The Other Side of Sunset

Tuesday, October 18, 2016

And So It Begins Again ...

 
As the leaves and grasses begin their fall wardrobe change to yellows and browns, it seems counter intuitive that a blanket of green begins to cover Kansas fields.
While the rest of the world is preparing for winter, a new crop is beginning a nine-month journey from planting to harvest. Tender wheat blades erupt from brown soil, like soldiers in a row.
We started planting the 2017 wheat crop Monday, September 26. Randy completed our 1,283 acres on Wednesday, October 12.

The wheat is coming up, despite dry conditions, but it could use a big drink of water.

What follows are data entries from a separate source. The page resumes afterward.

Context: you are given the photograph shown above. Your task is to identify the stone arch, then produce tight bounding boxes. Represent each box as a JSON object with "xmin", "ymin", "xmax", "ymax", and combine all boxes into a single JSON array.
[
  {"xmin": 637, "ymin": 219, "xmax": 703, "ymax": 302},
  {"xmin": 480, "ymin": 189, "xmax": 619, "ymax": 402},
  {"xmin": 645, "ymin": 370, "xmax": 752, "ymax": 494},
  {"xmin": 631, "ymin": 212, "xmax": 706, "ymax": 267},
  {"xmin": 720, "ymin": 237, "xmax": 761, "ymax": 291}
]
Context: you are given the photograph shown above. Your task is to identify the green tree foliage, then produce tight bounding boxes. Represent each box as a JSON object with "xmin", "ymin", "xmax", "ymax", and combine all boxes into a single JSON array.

A nice, gentle, soaking rain over several days would be ideal. (We put our final cutting of hay down on Friday, so we did all we could to entice it to rain. Instead, we got summer-like temperatures!)

During the planting "marathon," we added 600 miles to the white pickup's odometer. By "we," I mean mostly "me" as I hauled fertilizer tanks and meals to the fields and shuffled people and equipment from one field to the next.
So, the journey begins again. There are a whole lot of sunrises and sunsets before wheat harvest will roll around again next June.
 
There will likely be many twists and turns before harvest - whether we're talking weather conditions or market volatility. That's just part of farming.
While the wheat crop is at its beginning, another crop was being harvested. In typical County Line fashion, it wasn't without drama.
The guys swathed the sudan three weeks ago.  It takes awhile for it to dry down enough to bale. But then our baler tractor had to go to the shop for overheating and for hydraulic leaks (AGAIN). They brought it back Thursday evening. And then the baler didn't want to work.
Randy gave up and decided he'd call Case the next morning. And, lo and behold, it worked after that break. Who knows? We're just glad not to have to add another repair bill to the cubbyhole ... at the moment, at least!

In total, we have 200 sudan bales to feed this winter. In addition, we baled another 300 for our neighbor.
We also left some of the sudan standing, and we'll put our "ladies in waiting" mama cows on that to graze. The guys made a swath around the perimeter of the sudan field so they can more easily install electric fence when the time comes. We'll be moving cattle at the beginning of November, and tick another task off the list.

Beginnings and endings ... it's all part of life on the farm.